Boussinesq equation under a rectangular loaded area

[canwesteng]

My old college textbooks are giving me a bit of heartburn. I'm looking to program in a function to determine stress below any point for a rectangular foundation, but the way the formula is written, it looks like x/y/z or some combination thereof are variables being integrated in the equation, when in fact I don't believe any variables should be integrated (i.e. it is a constant function being integrated over the base of footing). I think x and y should be cartesian coordinates of the point where stresses are being determined, z is depth below the foundation, and dx/dy are just an infinitesimal square of the foundation to represent a point load. Is this correct? Some snapshots from Das and from my calc below.

Thanks

 

[Celt83]

The foundation applies pressure to the soil surface and the point in the soil below is influenced by every dxdy of pressure so you need to integrate over the bounds of the applied pressure area. X,Y end up being the distance from the point you want stress for to the dxdy load differential area.

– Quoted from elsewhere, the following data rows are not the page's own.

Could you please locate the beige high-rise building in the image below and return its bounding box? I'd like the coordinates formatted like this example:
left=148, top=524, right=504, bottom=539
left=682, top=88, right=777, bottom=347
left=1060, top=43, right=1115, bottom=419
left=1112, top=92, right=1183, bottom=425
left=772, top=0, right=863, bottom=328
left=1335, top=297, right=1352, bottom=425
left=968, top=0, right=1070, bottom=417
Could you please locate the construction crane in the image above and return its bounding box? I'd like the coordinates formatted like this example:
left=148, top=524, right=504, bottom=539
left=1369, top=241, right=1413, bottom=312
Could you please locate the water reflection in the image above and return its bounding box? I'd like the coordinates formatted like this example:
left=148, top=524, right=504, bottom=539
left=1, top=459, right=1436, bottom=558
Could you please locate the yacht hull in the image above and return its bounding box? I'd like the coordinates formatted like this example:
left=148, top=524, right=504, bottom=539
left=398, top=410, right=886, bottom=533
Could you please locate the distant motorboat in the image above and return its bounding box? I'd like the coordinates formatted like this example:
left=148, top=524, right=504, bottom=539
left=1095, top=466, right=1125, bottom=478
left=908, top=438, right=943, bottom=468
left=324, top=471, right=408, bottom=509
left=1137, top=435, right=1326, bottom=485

Here is the formula for stress below the corner of the flexible foundation:

I'm making a thing:

http://www.thestructuraltoolbox.com

(It's no Kootware and it will probably break but it's alive!)

 

[canwesteng]

Isn't that what my formula is doing though? I'd prefer to avoid making a mess with all the influence factors if possible, as that is very tedious for multiple points and creating all these fictional rectangles.

 

[Celt83]

your integral is hard coded with the integral bounds being 0,L and 0,B and you've also subbed a,b in for x,y.
The integral range will vary based on the point you want stress for and a,b should in fact be x,y so that the get integrated they are not constants.

I'm making a thing:

http://www.thestructuraltoolbox.com

(It's no Kootware and it will probably break but it's alive!)

 

[canwesteng]

Why do x and y get integrated? I read the text as x and y being cartesian coordinates of the point where stress is being calculated.

I guess the other alternative is that the formula should look like this, although I'm not sure how to rationalize it.

 

[Celt83]

x and y are the distance from the point you want stress at to each dxdy of pressure

Edit: the integral ranges are only 0->L and 0->B if your looking at a point on the corner of the foundation area.

I'm making a thing:

http://www.thestructuraltoolbox.com

(It's no Kootware and it will probably break but it's alive!)

 

[Celt83]

1-D:
As dx approaches 0 the initial x1 approaches 0 and the final xi approaches the length of the foundation

I'm making a thing:

http://www.thestructuraltoolbox.com

(It's no Kootware and it will probably break but it's alive!)

 

[Celt83]

2-D:
as dx and dy approach 0 x1 and y1 approach 0 and the last xi approaches B and the last yi approaches L.

I'm making a thing:

http://www.thestructuraltoolbox.com

(It's no Kootware and it will probably break but it's alive!)

 

[canwesteng]

Good feedback, I'm not following why the integral only works for the corner if integrated from x 0 to B and y 0 to L though...This is where I'm at now, for any one point A at some point x.i, y.i, z in space.

 

[Celt83]

I'm making a thing:

http://www.thestructuraltoolbox.com

(It's no Kootware and it will probably break but it's alive!)

 

[canwesteng]

Good sketches, I follow how this needs to be integrated from -B/2 to B/2 for the case at the centre of the slab, but for the case of a point outside the slab, my equation would hold true, right?

 

[Celt83]

That seems correct to me, so instances of x in the original formula would be replaced with (a+x).

I'm making a thing:

http://www.thestructuraltoolbox.com

(It's no Kootware and it will probably break but it's alive!)

 

[bdbd]

Thanks guys, see the calculation below.

https://i.imgur.com/CV8fVFC.png

 

[BigH]

Find a copy of Poulos and Davis' Elastic Solutions for Soil and Rock Mechanics - it gives all the equations to use. You can find it on the internet - I think Poulos has downloaded it as has Paul Mayne

 

[geotechguy1]

I like to ignore all the fuss about Bousinesq and just use a 1H:2V projection.